The researchers zeroed in on the drug fostamatinib, which is currently approved for the treatment of immune thrombocytopenia, an autoimmune disease characterized by a low platelet count in the blood.

The team explains that their research in mice has shown that fostamatinib is also able to contain metastatic cancer cells and stop them from developing into full tumors, causing further damage.

First author Aparna Shinde, Ph.D. — a former graduate student at Purdue and now a researcher at AbbVie, a biopharmaceutical company — in collaboration with Wendt and the team, looked at whether they could block metastatic breast cancer cells.

That is because, Shinde explains, breast cancer cells can spread to other parts of the body, where they can enter a latent state for many years, escaping detection.

Once awakened, these metastatic cells give rise to new and sometimes more aggressive and less treatable tumors, marking the return of the cancer a long time after the treatment of the primary tumors.

“After you have breast cancer, you always get this dissemination of cancer cells. Breast cancer is no longer considered a curable disease — it is now considered a chronic disease because 10 or 20 years later, you can get secondary tumors because of the metastasizing cells,” says Shinde.

Such cells often do not respond to existing therapies, and for this reason, Shinde and team thought that it could be more useful to try to contain the cells and block their development, rather than attempt to destroy them altogether.

“So that’s the goal we are exploring now,” Wendt observes, noting that the study authors’ research question has been, “Instead of trying to eliminate those disseminated cells, how do we keep them in that dormant state?”

Shinde, Wendt, and colleagues went on to experiment with fostamatinib because they knew that the drug inhibits the activity of spleen tyrosine kinase, a protein present in latent metastatic cancer cells.

Working with mouse models of breast cancer, the researchers found that, when they treated metastatic cancer cells with this drug, those cells remained contained and did not give rise to new tumors.

This is great for us because this is a drug with low toxicity. It’s designed for people with chronic disease so that they can take [it] for a long time. So we think fostamatinib is a perfect candidate for this kind of years-long lock-‘n’-block type of approach.”

Aparna Shinde, Ph.D.

“We think this is a good candidate to move forward for a trial to see if we can stabilize dormancy. If [spleen tyrosine kinase] is expressed in other cancers, this could apply to those as well,” Shinde hypothesizes.

However, while the researchers are happy about their current findings and the promising implications for future therapeutic strategies, they note that it may be difficult to test this approach further, in clinical trials.

“Our work is unique because there hasn’t been much research that tests treatments in a postsurgical metastatic setting,” says Wendt.

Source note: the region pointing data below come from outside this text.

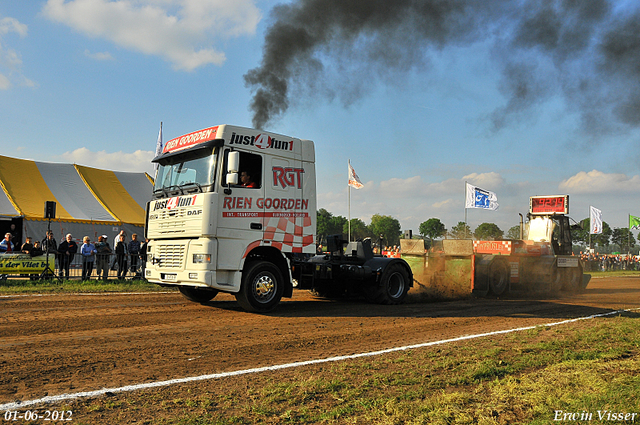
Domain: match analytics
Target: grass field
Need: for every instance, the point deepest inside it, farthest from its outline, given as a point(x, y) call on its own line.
point(18, 286)
point(583, 372)
point(587, 370)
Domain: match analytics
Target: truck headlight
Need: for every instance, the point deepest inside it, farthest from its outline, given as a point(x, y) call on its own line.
point(201, 258)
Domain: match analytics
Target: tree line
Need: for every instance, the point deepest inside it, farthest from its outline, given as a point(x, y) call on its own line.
point(389, 229)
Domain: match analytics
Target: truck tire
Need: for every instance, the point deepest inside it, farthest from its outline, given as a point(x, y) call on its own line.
point(393, 286)
point(575, 280)
point(498, 278)
point(557, 281)
point(262, 287)
point(198, 295)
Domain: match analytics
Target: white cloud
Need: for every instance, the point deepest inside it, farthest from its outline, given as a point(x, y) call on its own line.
point(4, 82)
point(10, 61)
point(487, 181)
point(138, 161)
point(596, 181)
point(8, 25)
point(99, 56)
point(182, 32)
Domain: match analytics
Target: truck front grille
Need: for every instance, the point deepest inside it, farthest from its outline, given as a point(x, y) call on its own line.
point(170, 256)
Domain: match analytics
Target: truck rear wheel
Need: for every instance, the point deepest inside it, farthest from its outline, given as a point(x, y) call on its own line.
point(198, 295)
point(393, 286)
point(262, 287)
point(498, 278)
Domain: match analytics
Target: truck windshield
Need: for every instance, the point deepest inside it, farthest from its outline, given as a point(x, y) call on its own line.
point(189, 173)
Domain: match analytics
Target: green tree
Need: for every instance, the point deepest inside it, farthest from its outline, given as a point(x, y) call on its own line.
point(432, 228)
point(623, 238)
point(359, 229)
point(386, 226)
point(487, 231)
point(460, 231)
point(514, 232)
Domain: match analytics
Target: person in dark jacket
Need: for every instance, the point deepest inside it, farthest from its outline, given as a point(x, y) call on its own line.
point(121, 257)
point(66, 250)
point(134, 252)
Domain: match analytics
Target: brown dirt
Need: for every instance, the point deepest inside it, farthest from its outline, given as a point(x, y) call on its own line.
point(57, 344)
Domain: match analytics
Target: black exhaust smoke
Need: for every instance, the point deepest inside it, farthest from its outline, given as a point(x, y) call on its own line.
point(587, 51)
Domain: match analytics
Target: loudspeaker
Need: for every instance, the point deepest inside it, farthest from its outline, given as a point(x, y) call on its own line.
point(49, 209)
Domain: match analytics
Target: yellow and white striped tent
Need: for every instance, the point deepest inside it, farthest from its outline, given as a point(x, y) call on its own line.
point(89, 201)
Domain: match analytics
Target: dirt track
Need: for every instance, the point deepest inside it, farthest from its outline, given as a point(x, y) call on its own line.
point(58, 344)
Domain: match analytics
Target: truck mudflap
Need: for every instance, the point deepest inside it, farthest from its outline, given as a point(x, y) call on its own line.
point(393, 279)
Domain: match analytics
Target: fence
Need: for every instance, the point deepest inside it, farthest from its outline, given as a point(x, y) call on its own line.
point(134, 268)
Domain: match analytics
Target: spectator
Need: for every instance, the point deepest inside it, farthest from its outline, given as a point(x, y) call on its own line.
point(88, 252)
point(27, 247)
point(134, 252)
point(115, 242)
point(16, 237)
point(66, 251)
point(37, 249)
point(102, 257)
point(6, 245)
point(143, 256)
point(49, 243)
point(121, 257)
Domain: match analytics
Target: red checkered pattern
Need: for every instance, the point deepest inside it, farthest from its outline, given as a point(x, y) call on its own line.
point(492, 246)
point(286, 235)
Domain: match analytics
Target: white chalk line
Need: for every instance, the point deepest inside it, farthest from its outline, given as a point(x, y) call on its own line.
point(127, 388)
point(85, 294)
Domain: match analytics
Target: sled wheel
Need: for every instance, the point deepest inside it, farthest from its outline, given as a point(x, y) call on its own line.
point(262, 287)
point(198, 295)
point(498, 278)
point(393, 286)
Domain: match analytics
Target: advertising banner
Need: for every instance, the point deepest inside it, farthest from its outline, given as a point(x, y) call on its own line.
point(20, 263)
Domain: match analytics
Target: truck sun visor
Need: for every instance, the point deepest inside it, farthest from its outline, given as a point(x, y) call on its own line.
point(197, 149)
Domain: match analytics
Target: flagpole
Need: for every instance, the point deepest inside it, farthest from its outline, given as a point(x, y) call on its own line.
point(160, 142)
point(349, 209)
point(465, 209)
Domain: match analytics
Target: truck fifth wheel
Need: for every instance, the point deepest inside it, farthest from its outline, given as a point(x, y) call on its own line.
point(234, 210)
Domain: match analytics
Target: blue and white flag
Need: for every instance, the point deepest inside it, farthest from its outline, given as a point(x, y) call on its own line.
point(158, 146)
point(595, 218)
point(480, 198)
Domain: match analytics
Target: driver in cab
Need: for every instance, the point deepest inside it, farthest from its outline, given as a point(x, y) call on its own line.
point(247, 180)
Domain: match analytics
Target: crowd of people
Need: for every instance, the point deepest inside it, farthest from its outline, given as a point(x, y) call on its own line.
point(609, 262)
point(123, 256)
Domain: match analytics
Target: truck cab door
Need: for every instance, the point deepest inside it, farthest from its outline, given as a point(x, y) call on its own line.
point(240, 215)
point(284, 215)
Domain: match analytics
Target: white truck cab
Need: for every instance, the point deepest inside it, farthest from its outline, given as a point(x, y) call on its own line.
point(234, 210)
point(204, 223)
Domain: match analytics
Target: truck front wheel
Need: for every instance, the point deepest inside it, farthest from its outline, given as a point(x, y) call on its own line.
point(198, 295)
point(393, 286)
point(262, 287)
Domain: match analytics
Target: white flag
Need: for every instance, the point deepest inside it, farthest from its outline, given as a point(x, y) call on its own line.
point(158, 146)
point(480, 198)
point(595, 217)
point(354, 180)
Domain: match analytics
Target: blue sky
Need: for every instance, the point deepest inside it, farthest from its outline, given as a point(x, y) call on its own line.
point(89, 81)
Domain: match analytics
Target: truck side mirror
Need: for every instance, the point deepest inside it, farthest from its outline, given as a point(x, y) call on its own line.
point(233, 163)
point(232, 178)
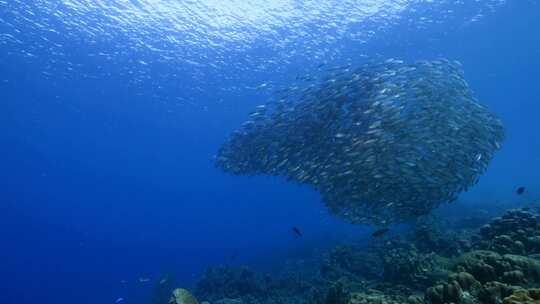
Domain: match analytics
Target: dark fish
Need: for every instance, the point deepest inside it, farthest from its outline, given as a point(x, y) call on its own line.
point(297, 231)
point(380, 232)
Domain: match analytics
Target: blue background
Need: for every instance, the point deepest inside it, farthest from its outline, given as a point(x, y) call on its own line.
point(103, 181)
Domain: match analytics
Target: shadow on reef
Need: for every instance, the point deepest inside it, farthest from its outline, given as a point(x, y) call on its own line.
point(434, 263)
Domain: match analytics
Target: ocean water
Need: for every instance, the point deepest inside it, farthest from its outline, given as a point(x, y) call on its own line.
point(111, 113)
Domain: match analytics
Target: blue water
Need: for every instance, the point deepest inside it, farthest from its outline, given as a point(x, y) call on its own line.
point(111, 112)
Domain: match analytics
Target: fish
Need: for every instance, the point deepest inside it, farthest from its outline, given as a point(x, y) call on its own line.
point(297, 231)
point(411, 134)
point(380, 232)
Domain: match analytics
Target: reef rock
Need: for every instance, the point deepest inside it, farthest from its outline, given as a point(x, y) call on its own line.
point(516, 232)
point(523, 296)
point(182, 296)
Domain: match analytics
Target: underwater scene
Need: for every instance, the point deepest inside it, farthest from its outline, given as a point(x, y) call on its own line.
point(270, 151)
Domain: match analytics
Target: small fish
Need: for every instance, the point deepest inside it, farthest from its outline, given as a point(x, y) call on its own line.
point(380, 232)
point(296, 231)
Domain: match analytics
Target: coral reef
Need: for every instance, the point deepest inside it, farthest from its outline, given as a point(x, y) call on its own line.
point(182, 296)
point(429, 264)
point(516, 232)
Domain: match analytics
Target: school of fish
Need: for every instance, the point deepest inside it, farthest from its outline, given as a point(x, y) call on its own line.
point(382, 143)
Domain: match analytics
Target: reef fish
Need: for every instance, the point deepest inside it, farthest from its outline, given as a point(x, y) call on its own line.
point(380, 232)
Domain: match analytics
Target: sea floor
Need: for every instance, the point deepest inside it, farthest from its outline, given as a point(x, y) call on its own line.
point(474, 259)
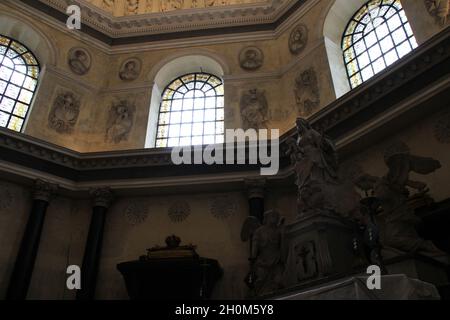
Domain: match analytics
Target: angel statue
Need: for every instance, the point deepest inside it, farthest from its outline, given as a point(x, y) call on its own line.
point(393, 192)
point(266, 263)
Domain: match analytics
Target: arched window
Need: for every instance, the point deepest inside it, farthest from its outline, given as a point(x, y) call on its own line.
point(378, 35)
point(191, 111)
point(19, 72)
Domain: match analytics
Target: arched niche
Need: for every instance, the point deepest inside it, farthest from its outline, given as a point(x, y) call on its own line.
point(171, 68)
point(27, 33)
point(338, 15)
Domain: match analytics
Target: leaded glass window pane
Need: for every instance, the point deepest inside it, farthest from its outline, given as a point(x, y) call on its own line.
point(377, 36)
point(19, 72)
point(191, 112)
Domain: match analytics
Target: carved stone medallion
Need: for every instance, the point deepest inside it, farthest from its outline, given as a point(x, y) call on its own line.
point(442, 128)
point(79, 61)
point(179, 211)
point(120, 121)
point(307, 93)
point(223, 207)
point(298, 39)
point(130, 69)
point(136, 213)
point(251, 58)
point(254, 109)
point(64, 113)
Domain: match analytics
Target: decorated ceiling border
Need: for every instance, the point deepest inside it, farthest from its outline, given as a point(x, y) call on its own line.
point(178, 20)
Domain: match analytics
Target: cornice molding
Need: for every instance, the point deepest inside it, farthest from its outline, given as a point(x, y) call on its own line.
point(418, 83)
point(53, 12)
point(175, 21)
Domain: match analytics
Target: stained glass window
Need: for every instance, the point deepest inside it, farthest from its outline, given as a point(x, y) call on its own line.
point(191, 112)
point(378, 35)
point(19, 72)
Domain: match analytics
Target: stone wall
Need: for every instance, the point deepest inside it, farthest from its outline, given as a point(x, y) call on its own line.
point(101, 86)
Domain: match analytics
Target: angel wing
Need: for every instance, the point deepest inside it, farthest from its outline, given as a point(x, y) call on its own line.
point(249, 227)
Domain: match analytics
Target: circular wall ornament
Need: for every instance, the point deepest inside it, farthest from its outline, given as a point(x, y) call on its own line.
point(136, 213)
point(179, 211)
point(130, 69)
point(298, 39)
point(223, 207)
point(79, 61)
point(251, 58)
point(442, 128)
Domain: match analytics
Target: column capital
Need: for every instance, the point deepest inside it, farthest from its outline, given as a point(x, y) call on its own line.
point(255, 187)
point(101, 197)
point(43, 190)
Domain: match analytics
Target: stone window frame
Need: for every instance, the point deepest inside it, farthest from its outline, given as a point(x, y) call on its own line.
point(26, 81)
point(378, 51)
point(188, 83)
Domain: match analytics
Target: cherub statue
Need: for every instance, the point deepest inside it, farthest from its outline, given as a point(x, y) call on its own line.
point(316, 167)
point(393, 192)
point(266, 243)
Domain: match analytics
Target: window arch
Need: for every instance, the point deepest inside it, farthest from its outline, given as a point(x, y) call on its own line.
point(378, 35)
point(191, 111)
point(19, 72)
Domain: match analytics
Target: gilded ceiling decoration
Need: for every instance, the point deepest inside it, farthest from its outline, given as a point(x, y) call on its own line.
point(120, 8)
point(125, 18)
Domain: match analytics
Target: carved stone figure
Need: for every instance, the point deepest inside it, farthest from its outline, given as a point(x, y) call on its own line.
point(440, 9)
point(130, 69)
point(251, 58)
point(316, 166)
point(307, 93)
point(79, 61)
point(298, 39)
point(306, 263)
point(254, 109)
point(179, 211)
point(400, 222)
point(120, 121)
point(64, 113)
point(267, 267)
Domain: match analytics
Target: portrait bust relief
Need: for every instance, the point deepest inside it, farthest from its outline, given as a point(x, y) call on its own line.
point(298, 39)
point(251, 58)
point(130, 69)
point(79, 61)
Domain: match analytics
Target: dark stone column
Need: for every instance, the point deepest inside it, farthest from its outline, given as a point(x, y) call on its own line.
point(102, 198)
point(255, 193)
point(23, 268)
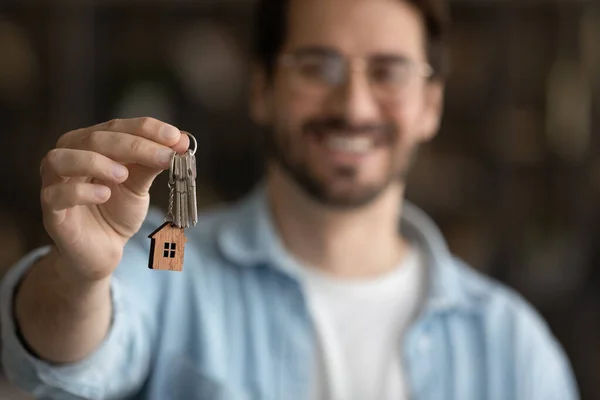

“But you can imagine that [setting up] clinical trials for this kind of thing is going to be very difficult because, technically, the patients are in remission and disease-free,” he adds.

“We suspect that these patients have these dormant cancer cells disseminating through their bodies, but we don’t have a way to detect those right now,” he goes on, suggesting that the road toward marking fostamatinib as a new therapeutic option for cancer may be long and difficult.